There is no need to have any «requisite training», in this occasional context, to know that you cannot go around and sneeze on people, that you cannot risk people's health lightly, that "do not meet people" does not equate to "do not leave the house". It is just a matter of basic wits. When basics are supposed as missing a massive societal problem is revealed. Pointing the focus over freedom when the ground approach is regarding people as fools is missing a bigger point. In some territories people have been forbidden to live the house - not in New York or Singapore or Valletta, but in the remote countryside and mountainside; in some territories people have been forbidden to take a walk in the night. Beyond the limitation of freedom there is a labelling of the population as mentally underage. Technical-scientific-medical competence over e.g. the effectiveness of masks has nothing to do with it.

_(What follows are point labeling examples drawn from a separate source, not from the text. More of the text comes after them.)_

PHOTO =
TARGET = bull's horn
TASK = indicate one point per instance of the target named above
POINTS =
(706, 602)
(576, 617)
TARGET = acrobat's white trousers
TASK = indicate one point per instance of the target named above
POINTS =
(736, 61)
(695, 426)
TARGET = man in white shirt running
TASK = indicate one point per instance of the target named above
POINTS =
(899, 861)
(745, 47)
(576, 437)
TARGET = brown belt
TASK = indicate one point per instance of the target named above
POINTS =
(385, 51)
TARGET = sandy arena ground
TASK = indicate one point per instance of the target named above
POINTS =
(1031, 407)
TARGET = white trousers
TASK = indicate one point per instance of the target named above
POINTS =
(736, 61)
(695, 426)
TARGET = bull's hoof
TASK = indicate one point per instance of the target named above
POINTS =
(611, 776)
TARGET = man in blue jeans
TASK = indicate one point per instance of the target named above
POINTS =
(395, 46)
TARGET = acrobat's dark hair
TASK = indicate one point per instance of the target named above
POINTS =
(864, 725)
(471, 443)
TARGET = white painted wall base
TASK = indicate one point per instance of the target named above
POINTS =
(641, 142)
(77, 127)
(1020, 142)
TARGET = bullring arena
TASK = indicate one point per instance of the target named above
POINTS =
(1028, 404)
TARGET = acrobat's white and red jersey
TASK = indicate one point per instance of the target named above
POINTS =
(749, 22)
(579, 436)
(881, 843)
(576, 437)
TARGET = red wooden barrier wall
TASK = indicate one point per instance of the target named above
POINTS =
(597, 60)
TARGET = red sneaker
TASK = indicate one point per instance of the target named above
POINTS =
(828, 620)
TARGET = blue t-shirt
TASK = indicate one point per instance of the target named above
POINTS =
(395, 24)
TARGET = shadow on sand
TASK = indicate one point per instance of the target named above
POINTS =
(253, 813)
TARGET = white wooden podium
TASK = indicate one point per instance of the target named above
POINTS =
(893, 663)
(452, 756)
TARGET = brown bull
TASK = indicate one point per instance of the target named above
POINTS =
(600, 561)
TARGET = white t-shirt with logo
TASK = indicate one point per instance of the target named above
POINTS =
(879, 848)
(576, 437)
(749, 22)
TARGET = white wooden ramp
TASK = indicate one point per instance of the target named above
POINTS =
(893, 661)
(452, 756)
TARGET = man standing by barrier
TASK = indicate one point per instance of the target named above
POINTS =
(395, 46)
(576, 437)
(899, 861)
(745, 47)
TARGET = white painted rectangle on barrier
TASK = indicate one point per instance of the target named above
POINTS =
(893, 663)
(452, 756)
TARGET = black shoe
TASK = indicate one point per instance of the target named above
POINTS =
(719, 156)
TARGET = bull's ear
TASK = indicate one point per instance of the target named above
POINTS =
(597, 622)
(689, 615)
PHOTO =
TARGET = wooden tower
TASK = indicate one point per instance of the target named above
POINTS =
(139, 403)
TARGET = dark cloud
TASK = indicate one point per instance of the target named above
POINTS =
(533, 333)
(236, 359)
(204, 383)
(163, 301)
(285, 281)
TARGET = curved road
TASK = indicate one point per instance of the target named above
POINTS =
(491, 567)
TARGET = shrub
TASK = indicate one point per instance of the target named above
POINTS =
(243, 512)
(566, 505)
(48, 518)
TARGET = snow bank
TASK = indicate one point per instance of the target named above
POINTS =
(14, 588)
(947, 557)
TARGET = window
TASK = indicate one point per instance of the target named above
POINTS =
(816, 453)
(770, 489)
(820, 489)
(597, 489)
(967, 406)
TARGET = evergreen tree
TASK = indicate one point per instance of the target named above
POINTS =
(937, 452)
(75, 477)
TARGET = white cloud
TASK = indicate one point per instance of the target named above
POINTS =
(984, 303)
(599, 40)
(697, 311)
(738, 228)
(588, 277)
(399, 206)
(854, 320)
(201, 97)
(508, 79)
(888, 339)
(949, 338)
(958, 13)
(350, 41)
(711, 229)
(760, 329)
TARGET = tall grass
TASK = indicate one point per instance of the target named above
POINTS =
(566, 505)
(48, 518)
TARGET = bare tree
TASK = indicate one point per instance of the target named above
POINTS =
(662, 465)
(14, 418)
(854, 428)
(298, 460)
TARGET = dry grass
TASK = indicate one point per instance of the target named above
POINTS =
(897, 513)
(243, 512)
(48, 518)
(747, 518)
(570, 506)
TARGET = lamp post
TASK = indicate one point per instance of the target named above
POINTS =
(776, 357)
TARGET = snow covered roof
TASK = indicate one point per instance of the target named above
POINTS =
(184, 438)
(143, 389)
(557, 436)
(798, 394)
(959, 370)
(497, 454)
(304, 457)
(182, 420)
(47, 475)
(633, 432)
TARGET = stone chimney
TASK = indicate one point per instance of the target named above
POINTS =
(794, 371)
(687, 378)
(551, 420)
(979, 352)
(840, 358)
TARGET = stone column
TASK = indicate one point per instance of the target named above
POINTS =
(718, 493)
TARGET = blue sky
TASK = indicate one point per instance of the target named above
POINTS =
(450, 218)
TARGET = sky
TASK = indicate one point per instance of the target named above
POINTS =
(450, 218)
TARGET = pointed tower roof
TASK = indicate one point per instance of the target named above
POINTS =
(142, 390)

And for what «expertise» and «advice» are concerned - which were not at all part of my argument -, many administrations have made it very apparent that they had no credibility or substantial authority. This again, underlines a massive societal problem. Citizens are required to have basic wits and much more - and administrations with even more reason.
pasabagi|1 year ago
As such, there's no need for anybody to know about anything technical. And they don't: the president of the US suggested injecting bleach. The prime minister of the UK bragged loudly about shaking hands with absolutely everyone.
The various interventions vis-a-vis night-time strolls were basically technical measures in the end of a widely-agreed upon goal: avoiding mass casualties. You can say you are fine with the casualties. You can become an expert and identify a mistake in the argumentation. You can't vote on what the facts are, and whether or not 'do not leave the house' moves case rates up or down is a fact.